Cordelia turned toward her, almost prancing across the intervening distance. Hester stared as she came closer, her mouth turned up in a broad smile. Her hands settled on Hester’s left arm.
Her eyes showed white all around the edges, like a frightened horse’s, and the horror and helplessness in them struck Hester like a blow.
I don’t know how to stop this. I don’t have the faintest idea. I send Richard off for proof, like an absolute mooncalf, when I should have been trying to find everything ever written about sorcery and how to stop it. She felt as if she was watching someone mortally wounded bleed out on the floor in front of her, with no idea how to staunch the flow.

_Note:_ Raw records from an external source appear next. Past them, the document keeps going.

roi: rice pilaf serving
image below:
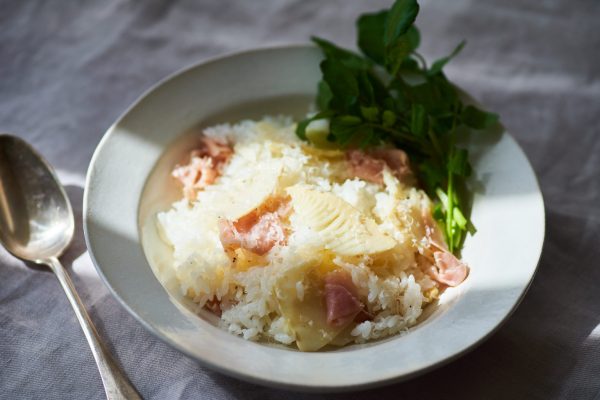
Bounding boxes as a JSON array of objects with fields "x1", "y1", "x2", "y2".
[{"x1": 156, "y1": 116, "x2": 468, "y2": 351}]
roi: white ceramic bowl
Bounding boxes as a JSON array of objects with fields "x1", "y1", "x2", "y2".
[{"x1": 83, "y1": 45, "x2": 545, "y2": 391}]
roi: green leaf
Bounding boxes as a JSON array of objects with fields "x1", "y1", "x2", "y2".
[
  {"x1": 408, "y1": 74, "x2": 459, "y2": 115},
  {"x1": 419, "y1": 163, "x2": 445, "y2": 194},
  {"x1": 357, "y1": 71, "x2": 375, "y2": 104},
  {"x1": 382, "y1": 110, "x2": 396, "y2": 127},
  {"x1": 431, "y1": 74, "x2": 459, "y2": 108},
  {"x1": 366, "y1": 72, "x2": 389, "y2": 105},
  {"x1": 385, "y1": 38, "x2": 413, "y2": 76},
  {"x1": 330, "y1": 115, "x2": 363, "y2": 146},
  {"x1": 428, "y1": 40, "x2": 466, "y2": 76},
  {"x1": 320, "y1": 58, "x2": 359, "y2": 111},
  {"x1": 316, "y1": 80, "x2": 333, "y2": 111},
  {"x1": 436, "y1": 187, "x2": 449, "y2": 209},
  {"x1": 385, "y1": 26, "x2": 421, "y2": 76},
  {"x1": 381, "y1": 0, "x2": 420, "y2": 76},
  {"x1": 357, "y1": 10, "x2": 388, "y2": 65},
  {"x1": 358, "y1": 126, "x2": 376, "y2": 148},
  {"x1": 406, "y1": 26, "x2": 421, "y2": 52},
  {"x1": 453, "y1": 207, "x2": 467, "y2": 229},
  {"x1": 383, "y1": 0, "x2": 419, "y2": 47},
  {"x1": 467, "y1": 219, "x2": 477, "y2": 235},
  {"x1": 400, "y1": 56, "x2": 420, "y2": 72},
  {"x1": 382, "y1": 97, "x2": 397, "y2": 111},
  {"x1": 407, "y1": 81, "x2": 440, "y2": 111},
  {"x1": 312, "y1": 37, "x2": 371, "y2": 70},
  {"x1": 336, "y1": 115, "x2": 362, "y2": 125},
  {"x1": 432, "y1": 202, "x2": 445, "y2": 221},
  {"x1": 410, "y1": 103, "x2": 427, "y2": 137},
  {"x1": 447, "y1": 148, "x2": 471, "y2": 177},
  {"x1": 461, "y1": 105, "x2": 499, "y2": 129},
  {"x1": 389, "y1": 84, "x2": 412, "y2": 113},
  {"x1": 305, "y1": 119, "x2": 337, "y2": 149},
  {"x1": 360, "y1": 106, "x2": 379, "y2": 122},
  {"x1": 295, "y1": 111, "x2": 333, "y2": 141},
  {"x1": 296, "y1": 119, "x2": 311, "y2": 141}
]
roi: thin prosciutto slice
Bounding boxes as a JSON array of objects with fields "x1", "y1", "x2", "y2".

“You shall be my aunt now,” said Cordelia’s mouth, while Cordelia’s eyes screamed.
Don’t give it away. Don’t let Doom know that you know. “Yes,” said Hester. “Yes, of course. How lovely that will be.” She patted the girl’s hand, feeling her skin crawl at the touch. Cordelia’s skin was ice cold and clammy with sweat.
Her eyes went over Cordelia’s shoulder, to where Doom stood, still clinging to the Squire’s hand. The woman’s gaze was slightly unfocused, her face arranged in a pleasantly neutral smile. Perhaps it was difficult to work two bodies at once. That seemed likely. Hester remembered how Cordelia had stood, blank-faced, in the corridor while her mother spoke to the Squire, not even acknowledging Hester’s existence.
“You must have so much planning to do!” said Imogene, once again coming to the rescue. Hester would send word to the Church requesting that she be canonized as a saint at once. “How soon will you be wed?”
“Oh, as soon as possible,” said the Squire carelessly. “I’ll send for a special license. No need for a big church wedding, you know, was never one for all that frippery!”